また金氏は昨年11月末、核とミサイルの開発が完成に近づいたと発言。北朝鮮のミサイル、特にICBMについては米国が直接の脅威にさらされることから、完成前に手を打たなければならないとか、完成までに要する期間はどれくらいであるとか、さまざまな言説が飛び交っている。いずれにしても、核とミサイルの開発が進んでいたことは、程度問題は別として、紛れもない事実だ。
結局、金氏としては、経済制裁に対する対応と、体制維持に必要と考える核・ミサイルの開発を両にらみで見ながら政策転換を行い、韓国との関係改善を突破口にして、米国と、さらには中国との首脳会談に進んでいったのだと思われる。
うがちすぎかもしれないが、金氏は韓国に「抱きつき」、さらに米国との首脳会談の日程を作り上げることによって、北朝鮮が”第2のイラク”になることを巧みに回避したのだ。さらに、朝鮮半島の非核化を俎上に載せることで、国際社会での孤立から脱却しようとしているのである。今回の中国訪問もその延長線上にあるとみられ、金氏の外交手腕は並々ならぬものだと言えよう。
利害が一致している中国と北朝鮮
一方、中国にとっても、北朝鮮との関係改善は望むところであった。理由は第1に、朝鮮半島状況の悪化で米国の軍事作戦の脅威が高まると、中国の受ける脅威も増大するからだ。たとえ中国が嫌がっても、配備されている高高度防衛ミサイル(THAAD)は、その第一歩だった。また北朝鮮で軍事衝突が起こると、中国の東北部が被害を受けるという事情もある。
第2に経済面では、制裁の強化によって、すでに北朝鮮と取引する中国企業にも悪影響が及んでいることが挙げられる。

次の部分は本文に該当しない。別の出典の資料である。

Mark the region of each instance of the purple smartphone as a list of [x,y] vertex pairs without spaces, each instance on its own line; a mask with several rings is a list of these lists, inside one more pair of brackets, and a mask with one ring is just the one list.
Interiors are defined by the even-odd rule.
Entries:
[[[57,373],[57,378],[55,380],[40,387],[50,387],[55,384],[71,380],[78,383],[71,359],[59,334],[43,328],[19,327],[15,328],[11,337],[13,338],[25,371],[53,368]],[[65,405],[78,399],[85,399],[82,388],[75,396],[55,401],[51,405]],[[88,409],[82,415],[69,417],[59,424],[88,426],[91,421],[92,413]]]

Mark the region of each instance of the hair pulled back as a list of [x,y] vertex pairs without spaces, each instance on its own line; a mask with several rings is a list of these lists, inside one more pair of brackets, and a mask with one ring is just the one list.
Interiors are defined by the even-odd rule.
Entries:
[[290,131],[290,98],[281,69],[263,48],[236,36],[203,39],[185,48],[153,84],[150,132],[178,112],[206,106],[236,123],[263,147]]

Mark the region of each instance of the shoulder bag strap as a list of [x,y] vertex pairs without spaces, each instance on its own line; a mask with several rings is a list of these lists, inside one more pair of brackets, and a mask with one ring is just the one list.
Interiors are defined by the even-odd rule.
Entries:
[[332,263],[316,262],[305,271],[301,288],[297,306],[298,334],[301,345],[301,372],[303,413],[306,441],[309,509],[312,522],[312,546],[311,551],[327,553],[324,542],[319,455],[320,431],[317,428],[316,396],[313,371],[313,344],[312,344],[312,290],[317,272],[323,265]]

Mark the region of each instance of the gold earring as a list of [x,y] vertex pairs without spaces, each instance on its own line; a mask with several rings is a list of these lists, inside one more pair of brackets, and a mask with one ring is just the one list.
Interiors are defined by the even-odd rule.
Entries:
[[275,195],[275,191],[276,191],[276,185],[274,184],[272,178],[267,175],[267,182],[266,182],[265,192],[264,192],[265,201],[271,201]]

第3に、中韓の関係改善には限界があることがはっきりしてきた一方で、中国と北朝鮮は党の関係、すなわち、中国共産党と朝鮮労働党との関係で深く結ばれており、その関係を壊してはいけないという考えが強くなったためである。
そして第4に、非核化に努めると金氏が明言しているのは、中国としても二重の意味で歓迎できることだ。そもそも中国は、朝鮮半島の非核化を支持しており、かつ金氏が目指しているのは、中国がかねてから主張してきた話し合いによる解決にほかならない。
5月に行われるとされる米朝首脳会談で、決定的に重要なのは、「北朝鮮の非核化」にどこまで焦点を絞れるか、またどこまで具体的に合意できるかである。これまでの歴史を振り返ると、「朝鮮半島の非核化」要求や、米朝双方が非核化に向けて進む際の「行動対行動の原則」、つまり、相手が一歩進めばこちらも一歩進むやり方などが、持ち出される傾向がある。首脳会談で扱う問題が複雑になればなるほど合意は困難となろう。
中朝首脳会談で見せた金氏の姿勢軟化が、米朝の話し合いにどんな影響を及ぼすのか。トランプ氏と金氏は、数々の困難をうまくさばき、「北朝鮮の非核化」について明確な合意に達することが求められる。